The news comes as Mosenergo released figures for 2004 that show power consumption continuing to increase. The company has also been stepping up a campaign against electricity thefts, carrying out checks on meters and circuits. Mosenergo also has to deal with large defaulters including the Ministry of Defence, responsible for 60 per cent of government debt.
Afghanistan networks get power boost
The Asian development Bank has approved a $50 million loan to help provide power in Afghanistan. The money will be used to construct an electricity transmission network as well helping bring power to 1.2 million people in rural areas.
The ADB said only about nine per cent of Afghans currently have access to electricity and the country has no national transmission grid.
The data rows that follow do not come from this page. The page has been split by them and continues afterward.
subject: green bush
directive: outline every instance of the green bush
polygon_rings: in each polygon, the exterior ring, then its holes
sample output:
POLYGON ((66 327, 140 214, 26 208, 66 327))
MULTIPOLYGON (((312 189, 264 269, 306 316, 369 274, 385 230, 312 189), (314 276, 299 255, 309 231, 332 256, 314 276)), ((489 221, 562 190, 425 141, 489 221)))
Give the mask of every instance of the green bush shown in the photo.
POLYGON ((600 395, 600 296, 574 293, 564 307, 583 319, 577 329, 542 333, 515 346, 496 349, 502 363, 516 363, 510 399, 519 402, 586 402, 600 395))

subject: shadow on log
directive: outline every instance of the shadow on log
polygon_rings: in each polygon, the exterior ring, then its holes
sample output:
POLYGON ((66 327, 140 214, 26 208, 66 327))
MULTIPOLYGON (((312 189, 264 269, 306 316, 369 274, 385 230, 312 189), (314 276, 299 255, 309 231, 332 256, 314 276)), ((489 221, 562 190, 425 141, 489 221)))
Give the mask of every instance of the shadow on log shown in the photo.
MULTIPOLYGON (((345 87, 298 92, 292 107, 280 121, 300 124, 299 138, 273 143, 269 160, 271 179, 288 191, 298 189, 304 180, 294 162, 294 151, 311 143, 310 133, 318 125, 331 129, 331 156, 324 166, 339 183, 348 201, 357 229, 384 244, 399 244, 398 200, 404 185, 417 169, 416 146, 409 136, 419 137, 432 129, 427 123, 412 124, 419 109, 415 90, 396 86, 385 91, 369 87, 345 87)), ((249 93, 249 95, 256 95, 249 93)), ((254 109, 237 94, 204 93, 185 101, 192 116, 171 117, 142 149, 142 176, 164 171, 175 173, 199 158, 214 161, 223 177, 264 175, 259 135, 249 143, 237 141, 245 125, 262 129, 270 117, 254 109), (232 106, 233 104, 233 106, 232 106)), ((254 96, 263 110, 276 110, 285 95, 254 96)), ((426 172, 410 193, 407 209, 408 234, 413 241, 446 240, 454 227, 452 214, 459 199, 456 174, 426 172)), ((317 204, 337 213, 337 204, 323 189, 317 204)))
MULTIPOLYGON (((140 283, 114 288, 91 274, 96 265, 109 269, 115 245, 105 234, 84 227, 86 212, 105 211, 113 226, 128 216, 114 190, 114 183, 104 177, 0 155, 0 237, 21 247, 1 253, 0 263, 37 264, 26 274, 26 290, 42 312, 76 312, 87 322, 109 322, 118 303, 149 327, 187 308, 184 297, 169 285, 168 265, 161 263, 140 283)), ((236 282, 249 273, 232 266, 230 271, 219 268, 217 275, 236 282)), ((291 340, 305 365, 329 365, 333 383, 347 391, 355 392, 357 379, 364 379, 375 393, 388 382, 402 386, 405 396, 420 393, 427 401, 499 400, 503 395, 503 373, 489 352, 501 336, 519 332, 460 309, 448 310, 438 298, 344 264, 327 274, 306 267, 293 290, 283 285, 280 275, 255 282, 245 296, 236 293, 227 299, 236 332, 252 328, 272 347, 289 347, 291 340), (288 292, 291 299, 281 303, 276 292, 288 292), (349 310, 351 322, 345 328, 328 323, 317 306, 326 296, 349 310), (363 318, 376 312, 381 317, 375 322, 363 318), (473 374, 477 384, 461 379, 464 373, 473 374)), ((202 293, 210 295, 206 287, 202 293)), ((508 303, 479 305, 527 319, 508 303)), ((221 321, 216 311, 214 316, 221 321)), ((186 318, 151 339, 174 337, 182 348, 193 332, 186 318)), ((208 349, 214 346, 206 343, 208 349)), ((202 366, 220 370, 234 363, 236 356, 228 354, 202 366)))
Meanwhile, the US Energy Association has urged Afghanistan to hand over power generation and supply to the private sector. The Association said the private sector would be willing to work in the country but the price of power would have to increase to provide a return. The suggestion was made at a seminar in Kabul on restoring the country’s infrastructure. Water and Power Minister Ismail Khan said he was ready to involve the private sector to improve efficiency. Others pointed out that most Afghans could not afford higher power prices and said it was too early for private ownership.
E.On Hungaria has signed an agreement with the Mohacs area local authority on a site for a new power station. The power company aims to begin construction on the gas or coal fuelled plant during 2007 and to start it up in 2009.
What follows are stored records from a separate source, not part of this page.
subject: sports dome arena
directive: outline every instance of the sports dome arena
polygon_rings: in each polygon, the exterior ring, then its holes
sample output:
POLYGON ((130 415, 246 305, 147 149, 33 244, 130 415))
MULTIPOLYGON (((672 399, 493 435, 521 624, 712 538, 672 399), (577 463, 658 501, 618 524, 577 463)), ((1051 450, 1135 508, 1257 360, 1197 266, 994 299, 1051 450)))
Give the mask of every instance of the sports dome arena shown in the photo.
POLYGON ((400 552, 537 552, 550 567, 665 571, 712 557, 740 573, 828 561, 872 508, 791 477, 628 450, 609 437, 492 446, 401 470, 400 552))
A China-Kazakhstan subcommittee on energy co-operation has met for the first time. Kazakhstan aims to produce 150m tonnes of oil and gas per year by the end of the decade, but said the project required new investment.
An EBRD loan is being sought by the Kazakhstan Electricity Grid Operating Co so it can build a 500kV transmission line linking the north and south of the country. The line will link Ekibastuzskaya and Yukgres.
E.On and the Romanian government have concluded a privatization agreement under which E.On will acquire a majority stake in regional utility Electrica Moldova. Based in northeastern Romania, the utility serves 11 per cent of the country’s wholesale market.
Unified Energy Systems is to set up an energy joint venture company with metals group Norilsk Nickel. The group will lease the assets of the local utility, Taimyrenergo, for ten years.
Work has started on a $400m 1776 km transmission line that will bring power from a new dam across Sudan. The transmission line is being built by China’s Harbin Power Station Co and it is due for completion in 2007.
The United Arab Emirates needs to almost double its current production of electricity by 2010 and will increase its generating capacity from 12 800 MW to 18 800 MW, according to local reports.
Potential investor companies aiming to take a stake in the Union Water & Electricity Company will be pre-qualified before the end of this year. The company is due to be sold to a single bidder, while shares in the Independent Water & Power Project will be sold in an IPO, local sources say.
A new 50 MW power plant at Lugogo will help meet peak demand and reduced load shedding, according to Uganda’s Electricity Transmission Co. The $30m plant from Aggreko was due to start up in late April.
Three new hydro projects are due to include private company participation, according to Energy Secretary Geoffrey Mukala. The first will be a $600m project on the Lunsemfwa and Luangwa rivers. Two private firms are investigating more potential hydro power station sites on the Kalungwishi river.